LA
PIANISTE
Article
publié dans la Lettre n° 189
LA
PIANISTE. Film franco-autrichien
de Michael Haneke avec Isabelle Huppert, Benoît Magimel, Annie Girardot,
Suzanne Lothar (2001-couleurs- 2h10).
Elevée par une mère castratrice et dominatrice, (Annie Girardot,
formidable), Erika Kohut est, à quarante ans, une pianiste viennoise
de grand renom qui exerce au Conservatoire de Musique où les jeunes
candidats se pressent pour accéder à sa master class.

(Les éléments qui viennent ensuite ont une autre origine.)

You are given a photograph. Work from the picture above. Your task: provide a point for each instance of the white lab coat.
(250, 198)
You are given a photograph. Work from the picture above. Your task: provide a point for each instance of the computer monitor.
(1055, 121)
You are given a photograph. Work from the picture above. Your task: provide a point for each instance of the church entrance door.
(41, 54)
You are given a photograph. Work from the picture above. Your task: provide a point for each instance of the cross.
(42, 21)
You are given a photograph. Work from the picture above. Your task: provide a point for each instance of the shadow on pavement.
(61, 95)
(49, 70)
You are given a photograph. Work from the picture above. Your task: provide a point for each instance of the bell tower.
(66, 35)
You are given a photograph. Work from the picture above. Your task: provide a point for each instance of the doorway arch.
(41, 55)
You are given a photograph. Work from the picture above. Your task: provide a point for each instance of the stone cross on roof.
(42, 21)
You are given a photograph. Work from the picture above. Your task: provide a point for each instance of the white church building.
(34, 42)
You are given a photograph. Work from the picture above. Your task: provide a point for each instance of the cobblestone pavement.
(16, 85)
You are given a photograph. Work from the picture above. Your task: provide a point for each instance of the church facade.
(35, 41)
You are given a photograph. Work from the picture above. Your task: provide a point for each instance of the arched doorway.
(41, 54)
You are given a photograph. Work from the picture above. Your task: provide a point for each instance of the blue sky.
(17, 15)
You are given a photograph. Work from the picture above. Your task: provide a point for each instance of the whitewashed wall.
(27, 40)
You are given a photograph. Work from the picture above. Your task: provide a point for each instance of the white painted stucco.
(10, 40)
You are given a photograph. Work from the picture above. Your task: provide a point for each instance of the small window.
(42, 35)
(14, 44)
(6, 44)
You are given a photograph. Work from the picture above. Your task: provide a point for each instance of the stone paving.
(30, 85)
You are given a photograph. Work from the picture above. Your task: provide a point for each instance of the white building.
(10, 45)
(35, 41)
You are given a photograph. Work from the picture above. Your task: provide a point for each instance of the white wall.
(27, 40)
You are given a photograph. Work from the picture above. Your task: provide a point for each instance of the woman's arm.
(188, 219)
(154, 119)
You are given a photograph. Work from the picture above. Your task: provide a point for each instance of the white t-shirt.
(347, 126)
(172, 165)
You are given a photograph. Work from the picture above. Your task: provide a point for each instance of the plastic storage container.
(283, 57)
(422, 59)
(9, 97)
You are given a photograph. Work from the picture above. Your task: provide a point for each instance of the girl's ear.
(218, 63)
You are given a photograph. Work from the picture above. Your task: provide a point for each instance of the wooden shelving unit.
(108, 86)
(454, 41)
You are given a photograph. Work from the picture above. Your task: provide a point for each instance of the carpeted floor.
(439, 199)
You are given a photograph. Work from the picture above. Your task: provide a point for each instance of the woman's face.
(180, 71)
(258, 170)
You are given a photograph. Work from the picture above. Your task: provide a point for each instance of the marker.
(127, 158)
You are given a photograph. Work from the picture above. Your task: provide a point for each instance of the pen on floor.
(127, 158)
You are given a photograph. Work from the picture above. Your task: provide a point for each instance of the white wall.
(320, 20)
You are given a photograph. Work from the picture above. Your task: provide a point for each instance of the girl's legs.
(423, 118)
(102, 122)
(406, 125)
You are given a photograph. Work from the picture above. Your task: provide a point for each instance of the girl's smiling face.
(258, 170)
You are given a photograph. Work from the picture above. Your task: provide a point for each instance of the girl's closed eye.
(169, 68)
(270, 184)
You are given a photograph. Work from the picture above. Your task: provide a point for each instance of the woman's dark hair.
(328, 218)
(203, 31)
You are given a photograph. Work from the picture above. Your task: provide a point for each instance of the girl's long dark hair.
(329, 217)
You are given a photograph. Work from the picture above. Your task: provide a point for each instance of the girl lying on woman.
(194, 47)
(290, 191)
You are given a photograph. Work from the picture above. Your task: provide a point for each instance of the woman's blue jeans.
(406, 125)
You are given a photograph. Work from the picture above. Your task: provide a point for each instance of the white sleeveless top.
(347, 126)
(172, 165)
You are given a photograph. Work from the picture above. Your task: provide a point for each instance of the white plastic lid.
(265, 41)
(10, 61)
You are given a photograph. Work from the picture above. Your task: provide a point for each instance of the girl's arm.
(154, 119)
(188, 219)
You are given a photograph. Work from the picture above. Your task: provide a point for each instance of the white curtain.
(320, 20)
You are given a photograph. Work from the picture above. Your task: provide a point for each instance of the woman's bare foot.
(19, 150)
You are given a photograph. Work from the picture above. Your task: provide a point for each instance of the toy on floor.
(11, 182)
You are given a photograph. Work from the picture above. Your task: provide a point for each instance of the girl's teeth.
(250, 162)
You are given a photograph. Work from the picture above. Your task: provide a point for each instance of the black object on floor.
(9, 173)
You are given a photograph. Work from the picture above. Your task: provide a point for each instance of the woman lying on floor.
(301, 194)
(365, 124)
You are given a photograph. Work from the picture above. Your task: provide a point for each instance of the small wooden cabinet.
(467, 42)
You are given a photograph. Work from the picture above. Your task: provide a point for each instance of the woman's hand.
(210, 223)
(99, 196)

Si Erika reste
une petite fille soumise face à sa mère, elle projette sur ses élèves
ses frustrations et sa violence cachée. Sèche, exigeante et acariâtre,
de dominée, elle devient dominatrice. Incapable d’affronter cette
mère qui l’étouffe, elle soulage ses frustrations non seulement
sur ses élèves mais aussi en regardant des films pornographiques.
Puis, comme pour se punir, elle se mutile sexuellement. Inconsciemment,
elle se détruit, mais cette autodestruction passe par la destruction
de son entourage le plus faible. Sa rencontre avec Walter, un jeune
pianiste arrogant, issu de la bonne bourgeoisie viennoise, va la
faire basculer. Amoureux fougueux, Walter entend posséder l’objet
de son désir en mâle dominant. L’instinct dominateur d’Erika va
d’abord entrer en jeu, elle va le repousser. Puis, sensible malgré
tout à son charme mais ne pouvant se donner, elle lui propose une
relation sadomasochiste qu’il ne peut accepter. Le jeu de la séduction
va se transformer en affrontement.
Pour adapter le roman d’Elfriede Jelinek, Michael Haneke plante
son décor et son action dans le cadre vieillot mais magique de Vienne,
temple mondial de la musique, art omniprésent tout au long du film.
Avec une précision de psychanalyste, il sonde la névrose de son
personnage avec justesse mais se permet tous les excès pour frapper
les esprits ce qui donne des scènes d’une grande violence. Ce film
original et bien construit, récompensé à Cannes par le Grand Prix,
a permis à Isabelle Huppert de recevoir le prix d’interprétation
pour sa prestation magistrale. Malgré le jeu convaincant de Benoît
Magimel, on peut tout de même regretter que le prix d’interprétation
qu’il a obtenu pour le rôle de Walter n’ait pas été attribué à Michel
Piccoli, au sommet de son métier dans le film de Manoel de Oliveira.
Lien:www.cinemas-de-recherche.org/films_soutenus/haneke.htm.